Taking over taxi020.se, yet another S3 rookie mistake

I was web browsing through the different taxi companies operating in Stockholm this morning when I eventually ended up on taxi020.se which responded with an HTTP 404 error. As I read the code and message for that error my search for waiting time at the airport terms and conditions got all of a sudden more interesting.

Sverige Taxi Taxi 020 merged with Sverigetaxi in 2016 and is now part of the Cabonline Group.

404 Not Found

For anyone familiar with the Amazon Web Services (AWS) ecosystem the following screenshot of the HTTP 404 error message gives away a couple of hints on the website’s underlying infrastructure.

Taxi020.se - 404 (NoSuchBucket)

  1. taxi020.se is served out of an S3 bucket (and therefore is hosted on AWS)
  2. The S3 bucket does not exist (and might be up for grabs)
  3. The missing S3 bucket should be named taxi020.se

I obviously needed to try something out and signed in to the AWS console.

Let’s take over

Taking over (sort of) taxi020.se was just a few clicks away and soon I had:

  1. an S3 bucket named taxi020.se in the eu-west-1 region (most probable choice)
  2. enabled static website hosting and configured requests redirection to this very blog

Taxi020.se - S3 bucket configuration

I could now just point my web browser to https://taxi020.se and follow the network requests to see all this in action.

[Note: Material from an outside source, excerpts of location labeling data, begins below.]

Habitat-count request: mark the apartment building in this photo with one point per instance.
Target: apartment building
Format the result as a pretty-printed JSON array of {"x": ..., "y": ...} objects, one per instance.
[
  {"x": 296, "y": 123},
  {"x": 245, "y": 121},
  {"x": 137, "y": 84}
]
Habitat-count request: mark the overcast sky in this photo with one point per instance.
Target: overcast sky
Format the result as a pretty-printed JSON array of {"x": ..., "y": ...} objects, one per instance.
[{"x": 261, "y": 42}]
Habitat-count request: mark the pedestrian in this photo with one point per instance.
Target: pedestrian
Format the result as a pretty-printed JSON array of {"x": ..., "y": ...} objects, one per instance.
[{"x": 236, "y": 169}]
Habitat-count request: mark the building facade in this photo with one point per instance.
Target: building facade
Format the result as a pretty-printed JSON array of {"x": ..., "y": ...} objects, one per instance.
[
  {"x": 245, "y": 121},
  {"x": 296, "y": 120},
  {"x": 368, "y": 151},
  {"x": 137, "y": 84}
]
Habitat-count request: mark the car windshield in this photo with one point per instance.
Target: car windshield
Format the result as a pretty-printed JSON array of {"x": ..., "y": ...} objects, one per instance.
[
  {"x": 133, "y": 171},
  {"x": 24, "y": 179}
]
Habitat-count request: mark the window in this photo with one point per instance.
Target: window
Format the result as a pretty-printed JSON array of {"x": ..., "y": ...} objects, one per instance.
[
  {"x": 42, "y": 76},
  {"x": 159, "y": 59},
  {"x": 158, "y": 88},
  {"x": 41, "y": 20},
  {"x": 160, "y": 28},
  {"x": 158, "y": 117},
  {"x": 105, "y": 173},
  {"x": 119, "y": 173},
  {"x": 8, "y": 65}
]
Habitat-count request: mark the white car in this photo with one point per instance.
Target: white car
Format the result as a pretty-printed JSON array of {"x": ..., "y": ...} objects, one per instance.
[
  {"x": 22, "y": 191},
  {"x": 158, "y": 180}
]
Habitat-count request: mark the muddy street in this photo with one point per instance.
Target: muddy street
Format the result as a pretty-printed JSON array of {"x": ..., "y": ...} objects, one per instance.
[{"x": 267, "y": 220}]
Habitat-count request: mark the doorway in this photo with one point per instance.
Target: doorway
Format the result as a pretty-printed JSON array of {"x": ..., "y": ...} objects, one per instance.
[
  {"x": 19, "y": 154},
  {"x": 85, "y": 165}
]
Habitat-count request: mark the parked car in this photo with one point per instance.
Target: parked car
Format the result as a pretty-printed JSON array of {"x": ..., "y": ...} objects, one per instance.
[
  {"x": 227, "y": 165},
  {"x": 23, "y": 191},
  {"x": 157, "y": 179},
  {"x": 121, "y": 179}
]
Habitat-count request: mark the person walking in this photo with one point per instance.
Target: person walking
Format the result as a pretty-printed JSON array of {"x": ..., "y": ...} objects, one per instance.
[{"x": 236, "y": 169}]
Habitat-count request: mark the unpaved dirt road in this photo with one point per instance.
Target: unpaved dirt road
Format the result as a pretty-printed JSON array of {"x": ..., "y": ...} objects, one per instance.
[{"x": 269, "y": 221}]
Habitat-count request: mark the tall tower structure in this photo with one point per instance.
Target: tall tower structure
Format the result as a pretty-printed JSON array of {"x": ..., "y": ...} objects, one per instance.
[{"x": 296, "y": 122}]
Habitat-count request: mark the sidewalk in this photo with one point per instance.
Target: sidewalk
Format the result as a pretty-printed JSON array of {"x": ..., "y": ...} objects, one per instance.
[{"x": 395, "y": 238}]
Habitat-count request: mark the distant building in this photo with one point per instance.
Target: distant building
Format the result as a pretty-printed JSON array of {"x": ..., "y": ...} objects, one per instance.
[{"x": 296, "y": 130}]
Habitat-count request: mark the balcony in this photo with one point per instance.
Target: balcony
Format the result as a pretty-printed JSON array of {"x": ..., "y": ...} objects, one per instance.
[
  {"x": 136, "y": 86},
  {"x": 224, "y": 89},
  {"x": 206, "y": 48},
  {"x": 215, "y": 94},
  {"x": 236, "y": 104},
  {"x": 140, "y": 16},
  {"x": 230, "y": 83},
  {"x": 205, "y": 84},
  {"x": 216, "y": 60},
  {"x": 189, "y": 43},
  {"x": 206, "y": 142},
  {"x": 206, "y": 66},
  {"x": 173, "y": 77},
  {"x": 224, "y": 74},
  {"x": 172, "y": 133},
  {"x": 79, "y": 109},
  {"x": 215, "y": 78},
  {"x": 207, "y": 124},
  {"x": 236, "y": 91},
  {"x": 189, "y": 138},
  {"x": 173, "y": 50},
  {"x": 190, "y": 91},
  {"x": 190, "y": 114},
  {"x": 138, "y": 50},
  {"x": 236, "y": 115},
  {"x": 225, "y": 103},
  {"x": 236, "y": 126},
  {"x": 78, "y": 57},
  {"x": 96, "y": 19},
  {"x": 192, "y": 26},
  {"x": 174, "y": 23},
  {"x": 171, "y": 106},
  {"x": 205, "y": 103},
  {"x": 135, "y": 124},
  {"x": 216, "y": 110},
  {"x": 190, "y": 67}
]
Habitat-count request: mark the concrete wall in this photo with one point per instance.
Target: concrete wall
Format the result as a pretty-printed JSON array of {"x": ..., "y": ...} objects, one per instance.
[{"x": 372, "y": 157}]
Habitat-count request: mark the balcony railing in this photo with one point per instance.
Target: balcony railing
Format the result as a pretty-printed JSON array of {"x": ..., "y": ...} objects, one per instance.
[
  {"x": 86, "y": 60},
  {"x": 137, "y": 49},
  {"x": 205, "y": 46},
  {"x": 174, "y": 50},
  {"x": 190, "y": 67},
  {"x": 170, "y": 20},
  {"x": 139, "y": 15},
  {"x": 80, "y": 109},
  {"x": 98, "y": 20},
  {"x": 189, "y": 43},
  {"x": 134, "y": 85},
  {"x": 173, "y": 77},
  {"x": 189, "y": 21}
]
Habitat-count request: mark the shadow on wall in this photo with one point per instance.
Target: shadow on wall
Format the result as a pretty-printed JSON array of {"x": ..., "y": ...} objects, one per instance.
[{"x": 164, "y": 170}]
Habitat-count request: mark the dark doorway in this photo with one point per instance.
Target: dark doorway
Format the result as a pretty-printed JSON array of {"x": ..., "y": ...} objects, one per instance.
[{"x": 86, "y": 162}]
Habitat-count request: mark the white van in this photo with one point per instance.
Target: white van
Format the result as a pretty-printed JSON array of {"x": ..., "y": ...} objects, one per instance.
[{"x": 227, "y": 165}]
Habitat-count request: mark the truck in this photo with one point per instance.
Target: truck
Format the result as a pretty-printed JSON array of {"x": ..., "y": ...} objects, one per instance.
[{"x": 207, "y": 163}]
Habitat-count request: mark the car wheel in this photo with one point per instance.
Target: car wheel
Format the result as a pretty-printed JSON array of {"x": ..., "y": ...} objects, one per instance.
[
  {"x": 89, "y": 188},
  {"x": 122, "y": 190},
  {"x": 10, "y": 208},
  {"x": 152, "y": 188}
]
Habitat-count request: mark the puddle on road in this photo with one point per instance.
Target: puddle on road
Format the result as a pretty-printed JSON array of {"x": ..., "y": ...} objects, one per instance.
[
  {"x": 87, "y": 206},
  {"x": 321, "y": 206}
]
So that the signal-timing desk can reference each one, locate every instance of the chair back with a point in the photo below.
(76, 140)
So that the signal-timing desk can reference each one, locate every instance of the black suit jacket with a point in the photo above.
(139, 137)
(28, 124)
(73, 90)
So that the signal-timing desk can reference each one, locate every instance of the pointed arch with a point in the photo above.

Taxi020.se - Network requests

What did go wrong?

Whether the missing S3 bucket was the result of a manual mistake by a user with excessive privileges, of an automated deployment gone wrong–a CloudFormation template lacking a DeletionPolicy: Retain on the S3 bucket resource for example–or the result of something completely different is for the engineers at Cabonline Technologies to figure out. I’m just throwing a few educated guesses here and some ideas on how the infrastructure should have been provisioned.

Do NOT point a DNS record directly to a S3 static website endpoint
Bucket names are globally unique.

According to the Setting up a Static Website Using a Custom Domain walkthrough, “the bucket name must match the name of the website that you are hosting.” That can be problematic if for some reason a bucket named after the domain you want to host a static website for already exists in AWS.
Bucket names being globally unique it is very likely that someone else has already created a bucket with the name you need (your domain name) and… there is nothing you can do about it.

Use a Content Delivery Network (CDN) like Amazon CloudFront
Serving content directly out of S3 is not optimal.

Serving content directly out of an S3 bucket located in a specific AWS region is not optimal from a user experience point of view. Each user requesting content from taxi020.se (most of them probably located in Sweden) will have to suffer from the request/response round trip to Ireland (the eu-west-1 AWS region) meaning extra latency and slower load times.

It is not optimal from a cost perspective either since each user will, for each HTTP request, fetch all of the webpage’s resources (images, css files, …) directly from the S3 bucket which translates to many GET operations to the S3 service (priced per 1,000 requests) and unecessary data transfer (priced per GB) out from S3 and to Internet.

Improved infrastructure

S3, CloudFront & Origin Access Identity
Tighten security, improve performance and cut cost.

Part 1
One can serve a static website directly out of S3 and have such a solution up and running in a matter of minutes–given that the bucket can be created–but enabling CloudFront does not require much extra work and works regardless of the S3 bucket’s name:

  1. Create an S3 bucket (or keep the existing one and disable Static website hosting) with a name that makes sense but does not have to match the domain name
  2. Create a CloudFront distribution for the domain…
  3. … with an origin pointing to the S3 bucket endpoint

Part 2
To further improve the solution, requests to the S3 bucket should only be allowed via the CloudFront distribution so that users cannot retrieve objects directly from S3 and bypass the content delivery network:

  1. Create a CloudFront Origin Access Identity
  2. Enable the Restrict Bucket Access option on the CloudFront distribution S3 origin using the Origin Access Identity created
  3. Create/Replace the S3 bucket policy to only allow the CloudFront distribution to get objects from the bucket
{
    "Version": "2008-10-17",
    "Statement": [
        {
            "Effect": "Allow",
            "Principal": {
                "AWS": "arn:aws:iam::cloudfront:user/CloudFront Origin Access Identity my_cloudfront_distribution_id"
            },
            "Action": "s3:GetObject",
            "Resource": "arn:aws:s3:::my_bucket_name/*"
        }
    ]
}

Limiting access to the S3 bucket from the CloudFront distribution only with Origin Access Identity comes with a price though as CloudFront must use the S3 REST endpoint–instead of the HTTP endpoint–which does not support redirection to default index pages (see part 2 of this blog series).

Part 3
Last but not least, point the DNS record to the CloudFront distribution.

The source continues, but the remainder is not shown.